You should read the whole comic — it’s painfully accurate.
I’ve seen academics form publication rings — not just agreeing to cite each other’s work, but make each other co-authors on all of their papers. I’ve witnessed colleagues put each other down by snarling impact factors at each other. Academia does get ugly.
That said, I don’t know that the remedies suggested in the comic are practical. Maybe the first one would work: having standards and requirements for data sharing, the better to confirm the work. ‘No scientist could possibly object to that,’ I simper naively. Unless there are patents involved.
The second is for universities to change their hiring policies to encourage greater breadth, which would be great, except that the grand poobahs who administer universities tend to be completely disconnected from both the research and teaching going on.
The third is for the funding agencies to wake up and stop throwing all the money to the big flashy projects. There are things like that going on right now, but you know who has the most power in peer review? The scientists who do big flashy projects.
I like this one.
Heh. Where have I heard of that one? The catch there is that that was published by another kind of ring of crackpots, publishing in an obscure specialty journal edited by more crackpots. They can do that. There’s nothing illegal to stop them, and it’s all encouraged by Elsevier, which only cares about money.
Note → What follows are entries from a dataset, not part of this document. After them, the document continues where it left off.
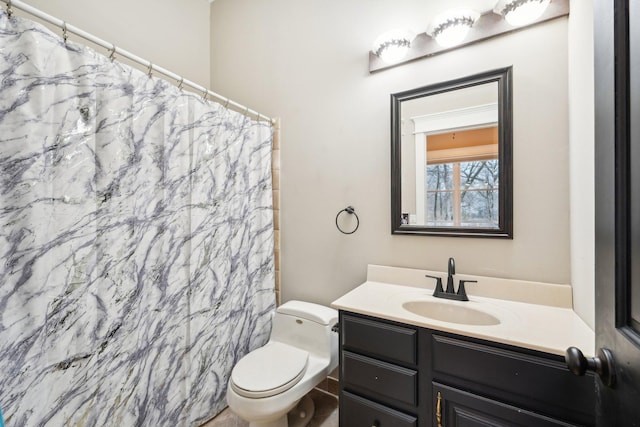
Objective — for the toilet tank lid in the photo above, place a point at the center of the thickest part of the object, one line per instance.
(310, 311)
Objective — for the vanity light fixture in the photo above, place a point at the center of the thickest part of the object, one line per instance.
(451, 27)
(393, 45)
(521, 12)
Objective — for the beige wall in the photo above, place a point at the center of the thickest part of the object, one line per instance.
(307, 62)
(173, 34)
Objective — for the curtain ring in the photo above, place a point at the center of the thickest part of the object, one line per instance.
(65, 36)
(350, 210)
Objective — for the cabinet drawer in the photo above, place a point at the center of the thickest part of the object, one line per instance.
(382, 380)
(462, 409)
(358, 412)
(522, 379)
(392, 342)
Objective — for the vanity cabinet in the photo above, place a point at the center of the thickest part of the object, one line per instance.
(392, 374)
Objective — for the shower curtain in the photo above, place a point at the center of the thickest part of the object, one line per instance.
(136, 240)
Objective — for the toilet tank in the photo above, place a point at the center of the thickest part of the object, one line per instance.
(307, 326)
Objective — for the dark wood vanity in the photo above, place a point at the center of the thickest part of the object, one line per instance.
(394, 374)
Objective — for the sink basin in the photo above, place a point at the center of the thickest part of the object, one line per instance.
(453, 313)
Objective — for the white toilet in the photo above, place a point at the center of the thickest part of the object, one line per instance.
(269, 382)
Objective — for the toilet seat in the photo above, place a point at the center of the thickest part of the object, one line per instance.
(269, 370)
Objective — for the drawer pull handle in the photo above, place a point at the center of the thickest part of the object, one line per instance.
(438, 410)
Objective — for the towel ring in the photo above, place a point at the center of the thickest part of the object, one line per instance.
(350, 210)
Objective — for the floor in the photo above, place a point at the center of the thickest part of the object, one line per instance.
(326, 413)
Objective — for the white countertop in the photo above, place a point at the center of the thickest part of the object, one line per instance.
(533, 324)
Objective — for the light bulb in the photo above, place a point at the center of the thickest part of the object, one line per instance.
(393, 45)
(451, 28)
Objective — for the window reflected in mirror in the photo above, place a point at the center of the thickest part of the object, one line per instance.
(451, 151)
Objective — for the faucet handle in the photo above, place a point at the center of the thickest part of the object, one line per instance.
(438, 283)
(462, 291)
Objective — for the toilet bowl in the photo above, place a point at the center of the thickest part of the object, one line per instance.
(302, 350)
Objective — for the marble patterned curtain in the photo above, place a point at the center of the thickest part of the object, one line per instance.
(136, 240)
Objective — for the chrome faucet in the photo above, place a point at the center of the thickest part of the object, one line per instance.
(450, 293)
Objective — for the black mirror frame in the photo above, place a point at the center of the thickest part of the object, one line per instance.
(503, 77)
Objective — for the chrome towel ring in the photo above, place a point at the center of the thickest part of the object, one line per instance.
(350, 210)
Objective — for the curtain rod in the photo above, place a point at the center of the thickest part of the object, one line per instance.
(114, 50)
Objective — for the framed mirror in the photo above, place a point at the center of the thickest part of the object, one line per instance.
(451, 158)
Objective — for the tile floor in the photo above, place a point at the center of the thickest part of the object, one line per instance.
(326, 413)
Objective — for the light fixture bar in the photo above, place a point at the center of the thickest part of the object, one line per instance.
(488, 25)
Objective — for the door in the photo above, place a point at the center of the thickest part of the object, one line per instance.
(617, 200)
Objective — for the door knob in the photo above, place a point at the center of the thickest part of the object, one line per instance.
(602, 364)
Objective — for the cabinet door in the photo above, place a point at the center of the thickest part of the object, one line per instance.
(457, 408)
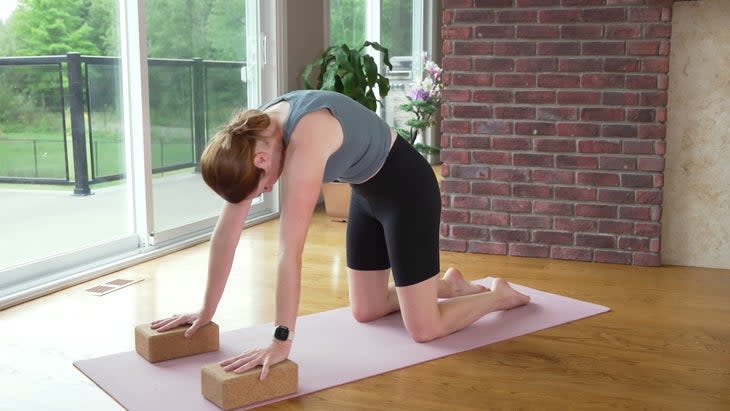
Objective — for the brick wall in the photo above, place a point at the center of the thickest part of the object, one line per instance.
(553, 127)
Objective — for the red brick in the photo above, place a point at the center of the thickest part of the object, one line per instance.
(642, 48)
(535, 129)
(456, 32)
(604, 15)
(473, 48)
(640, 115)
(511, 143)
(648, 230)
(645, 14)
(634, 213)
(535, 97)
(558, 48)
(508, 236)
(638, 147)
(492, 127)
(532, 191)
(463, 111)
(575, 193)
(641, 81)
(514, 80)
(452, 245)
(517, 16)
(540, 31)
(602, 114)
(602, 80)
(596, 211)
(597, 179)
(648, 197)
(494, 32)
(494, 64)
(595, 241)
(651, 164)
(552, 208)
(555, 145)
(623, 31)
(491, 157)
(576, 225)
(654, 98)
(490, 188)
(510, 174)
(529, 250)
(577, 162)
(553, 176)
(581, 31)
(620, 98)
(511, 205)
(623, 65)
(616, 257)
(536, 64)
(455, 186)
(578, 130)
(558, 81)
(452, 63)
(473, 16)
(451, 95)
(557, 113)
(603, 48)
(580, 64)
(560, 16)
(454, 216)
(490, 218)
(647, 259)
(530, 221)
(615, 227)
(571, 253)
(633, 244)
(617, 163)
(618, 130)
(514, 48)
(553, 237)
(599, 146)
(616, 196)
(462, 232)
(655, 65)
(578, 97)
(472, 79)
(487, 248)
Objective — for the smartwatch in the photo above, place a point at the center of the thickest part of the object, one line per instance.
(282, 333)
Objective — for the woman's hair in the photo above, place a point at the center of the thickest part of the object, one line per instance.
(227, 162)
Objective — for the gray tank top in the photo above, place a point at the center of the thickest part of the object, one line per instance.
(366, 137)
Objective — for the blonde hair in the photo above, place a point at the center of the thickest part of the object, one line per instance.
(227, 162)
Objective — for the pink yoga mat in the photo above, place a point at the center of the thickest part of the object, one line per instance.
(331, 349)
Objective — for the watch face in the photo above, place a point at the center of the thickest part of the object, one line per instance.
(281, 333)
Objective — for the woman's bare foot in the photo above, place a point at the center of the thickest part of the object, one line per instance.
(456, 286)
(508, 297)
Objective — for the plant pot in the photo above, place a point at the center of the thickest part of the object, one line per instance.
(337, 200)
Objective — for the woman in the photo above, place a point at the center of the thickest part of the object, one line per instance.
(304, 138)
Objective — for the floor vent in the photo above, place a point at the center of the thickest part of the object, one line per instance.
(110, 286)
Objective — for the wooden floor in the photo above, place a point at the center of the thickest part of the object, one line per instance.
(665, 344)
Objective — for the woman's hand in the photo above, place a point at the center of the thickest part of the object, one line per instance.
(275, 353)
(196, 319)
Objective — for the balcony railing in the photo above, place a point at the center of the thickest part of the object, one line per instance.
(189, 98)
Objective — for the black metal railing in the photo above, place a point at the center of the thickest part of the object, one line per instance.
(188, 99)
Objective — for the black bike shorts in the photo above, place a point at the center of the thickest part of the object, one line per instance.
(394, 218)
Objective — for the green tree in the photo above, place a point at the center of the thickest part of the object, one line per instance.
(50, 27)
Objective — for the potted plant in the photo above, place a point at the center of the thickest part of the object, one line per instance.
(423, 103)
(353, 73)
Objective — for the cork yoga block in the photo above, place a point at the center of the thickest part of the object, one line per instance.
(157, 346)
(229, 390)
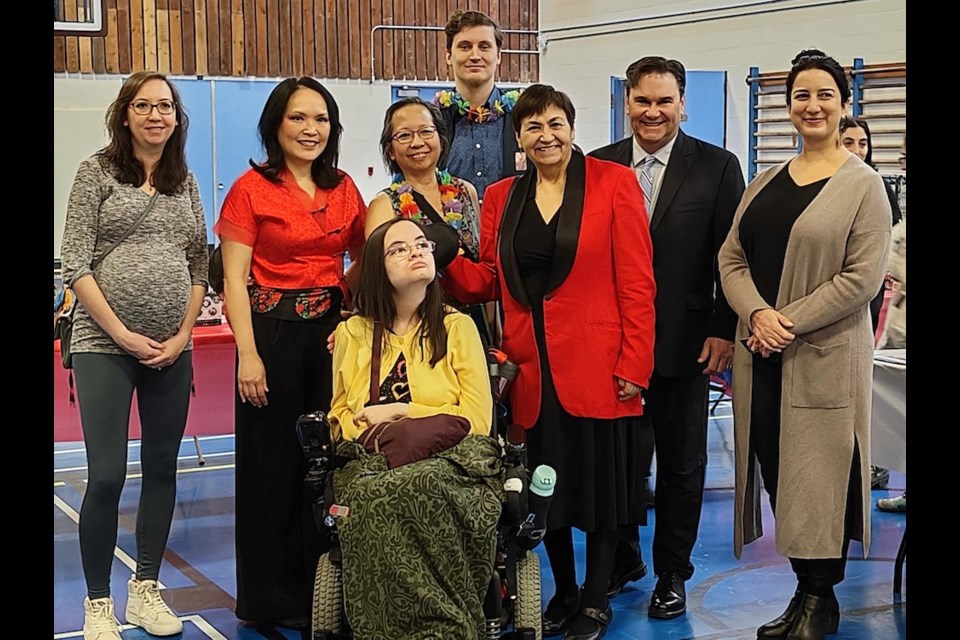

You might notice that more than a few people jumped on that as one of the dumbest papers ever written, but there are no academic incentives at all to do that — you can’t get tenure by being good at cleaning up the droppings of bad science, and if anything, it counts against you. Maybe that’s something that could be fixed, but I’m not counting on it.
So, yes, read it, great comic, very accurate, but maybe too optimistic. We need good goals to work towards, though.